Lynette White: Police trial collapse report cost £900k
- Published
An independent review into the collapse of a case against eight former police officers who investigated the 1988 murder of Lynette White cost more than £900,000, it has emerged.
Richard Horwell QC was paid £415,984 for leading the review.
The report, external, published in July 2017, concluded there was no deliberate attempt to cover up any crime, and blamed "human errors".
The Home Office said the cost reflected the "complexity" of the investigation.
The Freedom of Information request by BBC Wales revealed the total cost was £906,098.
The eight ex-police officers were charged with perverting the course of justice for their role in the arrest and prosecution of five men for the murder in Cardiff in 1988.
The 20-year-old sex worker was stabbed more than 50 times in a docklands flat.
Three men had convictions for the killing quashed.
But the officers' trial - the most expensive in British legal history - was halted in 2011.
A Home Office spokeswoman told BBC Wales: "The cost of the independent QC-led investigation into the collapse of the 2011 trial reflects its complexity, scale and duration.
"The report made 17 recommendations for the police and the CPS to improve the disclosure process."

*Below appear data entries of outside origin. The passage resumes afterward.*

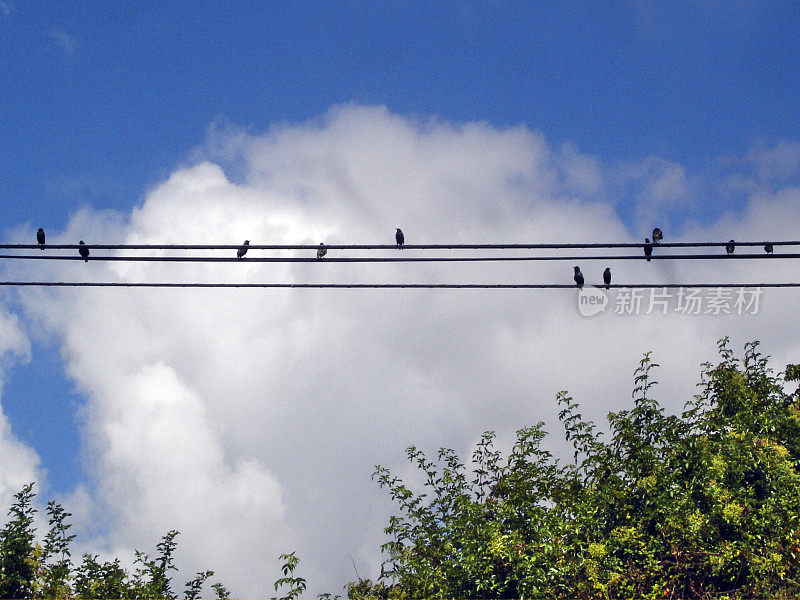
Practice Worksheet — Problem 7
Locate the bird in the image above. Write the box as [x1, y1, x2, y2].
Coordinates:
[573, 267, 583, 288]
[78, 240, 89, 262]
[653, 227, 664, 244]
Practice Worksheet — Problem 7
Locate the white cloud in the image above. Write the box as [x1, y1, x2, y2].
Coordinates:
[0, 304, 43, 514]
[10, 106, 800, 596]
[745, 140, 800, 183]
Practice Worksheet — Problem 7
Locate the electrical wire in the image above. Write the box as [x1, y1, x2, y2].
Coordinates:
[0, 240, 800, 250]
[0, 252, 800, 263]
[0, 281, 800, 289]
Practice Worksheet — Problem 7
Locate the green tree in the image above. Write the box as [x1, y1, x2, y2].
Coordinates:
[0, 483, 41, 598]
[0, 483, 225, 599]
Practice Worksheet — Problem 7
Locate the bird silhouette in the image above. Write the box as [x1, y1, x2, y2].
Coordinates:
[78, 240, 89, 262]
[653, 227, 664, 244]
[573, 267, 583, 288]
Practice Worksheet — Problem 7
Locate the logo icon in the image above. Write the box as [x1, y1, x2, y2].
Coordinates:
[578, 287, 608, 317]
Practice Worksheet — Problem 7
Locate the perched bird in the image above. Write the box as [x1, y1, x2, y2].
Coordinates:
[236, 240, 250, 260]
[653, 227, 664, 244]
[573, 267, 583, 288]
[78, 240, 89, 262]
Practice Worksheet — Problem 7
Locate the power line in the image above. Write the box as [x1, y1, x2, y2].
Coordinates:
[0, 252, 800, 263]
[0, 281, 800, 289]
[0, 240, 800, 250]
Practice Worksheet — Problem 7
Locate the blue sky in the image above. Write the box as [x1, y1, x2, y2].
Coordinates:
[0, 0, 800, 589]
[0, 0, 800, 232]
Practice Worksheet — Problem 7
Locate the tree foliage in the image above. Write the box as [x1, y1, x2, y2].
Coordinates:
[368, 339, 800, 598]
[0, 483, 229, 599]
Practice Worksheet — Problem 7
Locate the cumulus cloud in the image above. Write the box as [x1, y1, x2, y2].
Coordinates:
[9, 106, 800, 596]
[0, 304, 42, 511]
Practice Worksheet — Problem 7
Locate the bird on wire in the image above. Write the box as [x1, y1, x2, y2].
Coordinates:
[644, 238, 653, 262]
[572, 267, 583, 288]
[78, 240, 89, 262]
[653, 227, 664, 244]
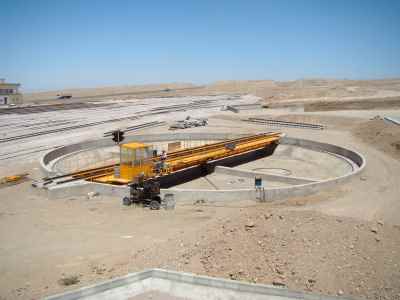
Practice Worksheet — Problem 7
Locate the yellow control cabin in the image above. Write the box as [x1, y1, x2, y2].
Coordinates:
[91, 133, 283, 185]
[119, 142, 154, 182]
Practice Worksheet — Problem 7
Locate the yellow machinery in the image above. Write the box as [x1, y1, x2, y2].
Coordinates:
[91, 133, 283, 184]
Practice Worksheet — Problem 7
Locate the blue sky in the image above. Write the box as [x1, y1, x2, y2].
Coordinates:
[0, 0, 400, 90]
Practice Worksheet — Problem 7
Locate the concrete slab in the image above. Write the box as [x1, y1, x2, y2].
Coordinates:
[46, 269, 349, 300]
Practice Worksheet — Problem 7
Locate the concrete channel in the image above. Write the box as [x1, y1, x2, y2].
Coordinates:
[45, 269, 350, 300]
[40, 132, 366, 203]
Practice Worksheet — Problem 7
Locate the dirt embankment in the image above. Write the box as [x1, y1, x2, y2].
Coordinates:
[352, 118, 400, 159]
[130, 206, 400, 299]
[304, 97, 400, 112]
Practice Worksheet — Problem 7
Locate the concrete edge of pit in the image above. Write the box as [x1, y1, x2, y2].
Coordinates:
[45, 269, 356, 300]
[41, 133, 366, 203]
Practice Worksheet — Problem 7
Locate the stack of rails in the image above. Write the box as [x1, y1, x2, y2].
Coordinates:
[0, 102, 111, 115]
[104, 121, 166, 137]
[0, 116, 138, 143]
[242, 118, 325, 130]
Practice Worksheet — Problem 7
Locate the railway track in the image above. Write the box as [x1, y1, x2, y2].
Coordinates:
[0, 116, 138, 143]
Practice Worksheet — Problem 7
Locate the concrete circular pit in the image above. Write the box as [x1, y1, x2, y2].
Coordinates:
[40, 132, 366, 203]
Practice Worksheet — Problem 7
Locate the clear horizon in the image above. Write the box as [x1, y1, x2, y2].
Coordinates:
[0, 0, 400, 92]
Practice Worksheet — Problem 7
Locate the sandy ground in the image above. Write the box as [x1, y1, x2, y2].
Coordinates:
[0, 80, 400, 300]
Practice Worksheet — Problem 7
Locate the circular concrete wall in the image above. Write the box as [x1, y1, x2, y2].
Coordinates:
[40, 132, 366, 202]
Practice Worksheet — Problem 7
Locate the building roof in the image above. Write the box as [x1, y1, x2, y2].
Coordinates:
[0, 82, 21, 88]
[121, 142, 149, 149]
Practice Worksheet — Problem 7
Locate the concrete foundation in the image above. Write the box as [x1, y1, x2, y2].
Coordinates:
[41, 133, 366, 203]
[46, 269, 354, 300]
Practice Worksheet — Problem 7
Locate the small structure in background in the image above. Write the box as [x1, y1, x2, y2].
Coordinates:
[169, 116, 208, 130]
[0, 79, 23, 105]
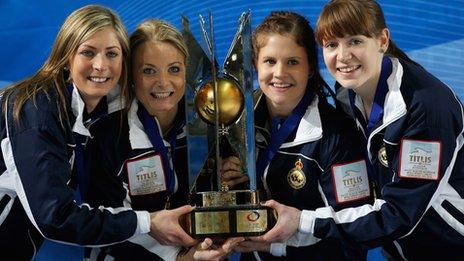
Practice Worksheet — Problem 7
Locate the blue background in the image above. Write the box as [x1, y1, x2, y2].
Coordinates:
[0, 0, 464, 260]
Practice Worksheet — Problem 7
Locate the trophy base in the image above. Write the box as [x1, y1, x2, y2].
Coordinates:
[186, 190, 275, 238]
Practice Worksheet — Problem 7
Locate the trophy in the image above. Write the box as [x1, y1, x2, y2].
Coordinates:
[182, 11, 275, 240]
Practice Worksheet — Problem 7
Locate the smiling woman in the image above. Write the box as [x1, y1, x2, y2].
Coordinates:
[69, 26, 124, 113]
[0, 5, 160, 260]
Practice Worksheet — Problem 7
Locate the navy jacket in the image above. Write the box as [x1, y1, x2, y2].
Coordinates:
[0, 85, 149, 259]
[248, 91, 372, 260]
[299, 58, 464, 260]
[87, 100, 188, 260]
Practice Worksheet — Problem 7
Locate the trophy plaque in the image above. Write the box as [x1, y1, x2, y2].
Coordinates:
[182, 11, 275, 240]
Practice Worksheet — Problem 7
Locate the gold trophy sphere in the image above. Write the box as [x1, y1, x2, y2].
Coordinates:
[195, 78, 244, 126]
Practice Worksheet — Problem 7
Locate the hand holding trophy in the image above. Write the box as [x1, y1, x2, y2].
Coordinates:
[182, 12, 274, 241]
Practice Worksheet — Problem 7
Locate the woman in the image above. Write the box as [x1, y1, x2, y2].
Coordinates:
[223, 12, 371, 260]
[263, 0, 464, 260]
[0, 5, 193, 260]
[84, 20, 238, 260]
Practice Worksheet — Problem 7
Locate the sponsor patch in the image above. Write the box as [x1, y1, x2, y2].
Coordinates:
[398, 139, 441, 180]
[126, 154, 166, 196]
[332, 160, 370, 203]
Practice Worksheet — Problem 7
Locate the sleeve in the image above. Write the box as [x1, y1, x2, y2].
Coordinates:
[2, 99, 150, 246]
[299, 96, 463, 247]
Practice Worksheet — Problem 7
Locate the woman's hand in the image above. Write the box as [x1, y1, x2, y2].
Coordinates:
[221, 156, 248, 188]
[250, 199, 301, 243]
[150, 205, 197, 247]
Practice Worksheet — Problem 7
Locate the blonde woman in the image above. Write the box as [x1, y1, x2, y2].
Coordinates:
[85, 20, 241, 260]
[0, 5, 171, 260]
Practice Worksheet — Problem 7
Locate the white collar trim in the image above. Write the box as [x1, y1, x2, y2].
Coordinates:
[280, 96, 322, 148]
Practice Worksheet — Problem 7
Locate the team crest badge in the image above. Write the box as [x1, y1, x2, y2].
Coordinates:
[287, 159, 306, 189]
[378, 144, 388, 168]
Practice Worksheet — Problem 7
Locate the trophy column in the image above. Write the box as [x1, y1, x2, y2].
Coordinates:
[182, 12, 275, 238]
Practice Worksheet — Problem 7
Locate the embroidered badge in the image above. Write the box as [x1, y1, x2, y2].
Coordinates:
[287, 159, 306, 189]
[126, 154, 166, 196]
[332, 160, 370, 203]
[398, 139, 441, 180]
[378, 144, 388, 168]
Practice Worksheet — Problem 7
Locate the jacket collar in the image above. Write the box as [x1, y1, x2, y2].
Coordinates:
[255, 90, 322, 148]
[70, 83, 125, 137]
[127, 99, 187, 149]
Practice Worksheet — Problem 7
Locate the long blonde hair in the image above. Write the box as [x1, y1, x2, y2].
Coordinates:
[2, 5, 130, 123]
[130, 19, 188, 64]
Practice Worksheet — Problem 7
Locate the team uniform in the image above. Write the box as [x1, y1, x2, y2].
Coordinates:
[0, 87, 150, 260]
[245, 91, 372, 260]
[298, 57, 464, 260]
[87, 100, 188, 260]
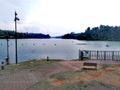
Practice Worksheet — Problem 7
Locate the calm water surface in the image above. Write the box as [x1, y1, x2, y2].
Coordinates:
[0, 39, 120, 63]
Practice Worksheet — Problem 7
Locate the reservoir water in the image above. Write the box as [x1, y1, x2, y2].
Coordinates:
[0, 39, 120, 63]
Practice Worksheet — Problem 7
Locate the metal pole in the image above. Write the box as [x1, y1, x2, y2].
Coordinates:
[14, 11, 19, 64]
[7, 38, 9, 59]
[15, 15, 18, 64]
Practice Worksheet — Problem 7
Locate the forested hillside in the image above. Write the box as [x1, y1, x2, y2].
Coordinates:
[0, 29, 50, 39]
[62, 25, 120, 40]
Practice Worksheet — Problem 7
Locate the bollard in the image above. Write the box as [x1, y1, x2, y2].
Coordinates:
[47, 57, 49, 61]
[1, 61, 4, 70]
[5, 58, 10, 65]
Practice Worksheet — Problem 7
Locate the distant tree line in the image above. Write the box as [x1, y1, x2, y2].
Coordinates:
[0, 29, 50, 39]
[62, 25, 120, 40]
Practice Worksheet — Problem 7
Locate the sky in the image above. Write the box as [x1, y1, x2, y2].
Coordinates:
[0, 0, 120, 36]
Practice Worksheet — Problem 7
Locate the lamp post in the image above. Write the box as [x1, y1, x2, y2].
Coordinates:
[14, 11, 19, 64]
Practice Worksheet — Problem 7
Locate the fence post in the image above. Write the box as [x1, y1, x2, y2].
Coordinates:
[97, 51, 98, 60]
[81, 51, 83, 60]
[47, 56, 49, 61]
[1, 61, 4, 70]
[104, 51, 106, 60]
[5, 58, 10, 65]
[112, 51, 114, 60]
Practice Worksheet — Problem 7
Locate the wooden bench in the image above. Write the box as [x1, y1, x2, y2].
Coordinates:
[83, 62, 97, 70]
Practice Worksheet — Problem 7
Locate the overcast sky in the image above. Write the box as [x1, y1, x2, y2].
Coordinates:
[0, 0, 120, 35]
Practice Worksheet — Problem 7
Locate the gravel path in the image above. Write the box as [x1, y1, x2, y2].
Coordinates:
[0, 61, 120, 90]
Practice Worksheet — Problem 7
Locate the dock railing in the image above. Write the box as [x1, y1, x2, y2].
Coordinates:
[79, 50, 120, 61]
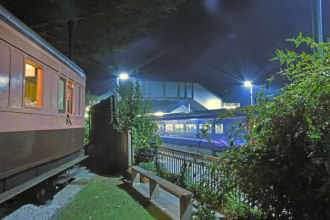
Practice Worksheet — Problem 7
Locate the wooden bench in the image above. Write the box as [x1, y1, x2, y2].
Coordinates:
[132, 166, 193, 220]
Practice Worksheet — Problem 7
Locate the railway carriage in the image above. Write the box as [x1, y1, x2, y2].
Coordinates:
[0, 6, 86, 203]
[157, 110, 243, 156]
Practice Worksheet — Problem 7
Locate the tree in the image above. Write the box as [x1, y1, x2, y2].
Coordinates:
[114, 80, 159, 163]
[224, 34, 330, 219]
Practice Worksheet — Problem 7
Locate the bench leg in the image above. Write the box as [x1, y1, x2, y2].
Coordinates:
[149, 180, 159, 200]
[132, 171, 140, 186]
[179, 195, 192, 220]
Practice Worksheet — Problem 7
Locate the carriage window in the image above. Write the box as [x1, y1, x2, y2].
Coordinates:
[166, 124, 173, 132]
[199, 124, 212, 134]
[58, 78, 65, 113]
[186, 124, 196, 133]
[175, 124, 184, 132]
[77, 86, 81, 115]
[157, 124, 165, 131]
[24, 61, 42, 107]
[66, 82, 74, 114]
[215, 124, 223, 134]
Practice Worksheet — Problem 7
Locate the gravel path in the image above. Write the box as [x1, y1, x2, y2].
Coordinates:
[3, 168, 96, 220]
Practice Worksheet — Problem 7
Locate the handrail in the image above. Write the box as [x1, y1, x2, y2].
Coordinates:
[157, 146, 219, 161]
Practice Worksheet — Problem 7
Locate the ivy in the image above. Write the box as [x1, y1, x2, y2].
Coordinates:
[114, 80, 160, 163]
[222, 34, 330, 219]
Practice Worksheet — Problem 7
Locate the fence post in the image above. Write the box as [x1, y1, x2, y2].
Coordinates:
[132, 169, 141, 186]
[180, 195, 192, 220]
[149, 179, 159, 200]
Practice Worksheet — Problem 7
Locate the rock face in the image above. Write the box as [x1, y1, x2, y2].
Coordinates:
[1, 0, 185, 92]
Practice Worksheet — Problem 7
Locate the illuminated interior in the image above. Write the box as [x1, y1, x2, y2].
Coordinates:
[199, 124, 212, 134]
[24, 61, 42, 107]
[66, 82, 74, 114]
[58, 78, 65, 113]
[166, 124, 174, 132]
[215, 124, 223, 134]
[175, 124, 184, 132]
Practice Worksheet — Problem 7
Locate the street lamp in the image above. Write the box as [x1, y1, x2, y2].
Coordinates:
[244, 81, 253, 106]
[117, 73, 129, 87]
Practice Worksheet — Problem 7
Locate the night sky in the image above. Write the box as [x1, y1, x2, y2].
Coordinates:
[0, 0, 330, 105]
[108, 0, 330, 105]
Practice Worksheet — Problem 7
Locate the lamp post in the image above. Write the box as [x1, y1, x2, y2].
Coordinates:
[116, 73, 129, 99]
[117, 73, 129, 87]
[244, 81, 253, 106]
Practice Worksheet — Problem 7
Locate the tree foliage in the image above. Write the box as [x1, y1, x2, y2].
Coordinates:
[224, 34, 330, 219]
[114, 80, 159, 163]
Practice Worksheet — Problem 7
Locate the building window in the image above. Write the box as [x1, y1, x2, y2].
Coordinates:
[24, 61, 42, 107]
[215, 124, 223, 134]
[66, 82, 74, 114]
[186, 124, 196, 133]
[77, 86, 81, 115]
[175, 124, 184, 132]
[166, 124, 173, 132]
[58, 78, 65, 113]
[199, 124, 212, 134]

Junior barrister Patrick Hill received £380,761, claimants' legal costs reached £86,370, while Government Legal Department costs were £4,916.
Other costs were £14,470 for the transcription of the 2015 civil proceedings brought against South Wales Police by former officers involved in the investigation of Lynette White's murder, and £4,315 for formatting, printing and publishing the report.
The investigation led by Richard Horwell QC, ordered by the Home Office, blamed the collapse of the case against the officers on "multiple human failings" and "not wickedness".
It said the events that followed the murder of Ms White "represent one of the worst miscarriages of justice in the history of our criminal justice system".
Five men were originally put on trial in 1990 for Ms White's murder.
Tony Paris, Yusef Abdullahi and Stephen Miller - who became known as the Cardiff Three - were wrongly jailed for life in 1990 for the murder and freed in 1992 after their convictions were quashed.
In 2003, new DNA technology led South Wales Police to Ms White's real killer, Jeffrey Gafoor. He confessed to stabbing her in a row over £30.
In 2015, the eight ex-officers cleared of perverting the course of justice launched a High Court civil action against South Wales Police.
Graham Mouncher, Thomas Page, Richard Powell, John Seaford, Michael Daniels, Peter Greenwood, Paul Jennings and Paul Stephen sued for malicious prosecution, false imprisonment and misfeasance.
But the judge in the civil action dismissed their case at the end of 2015.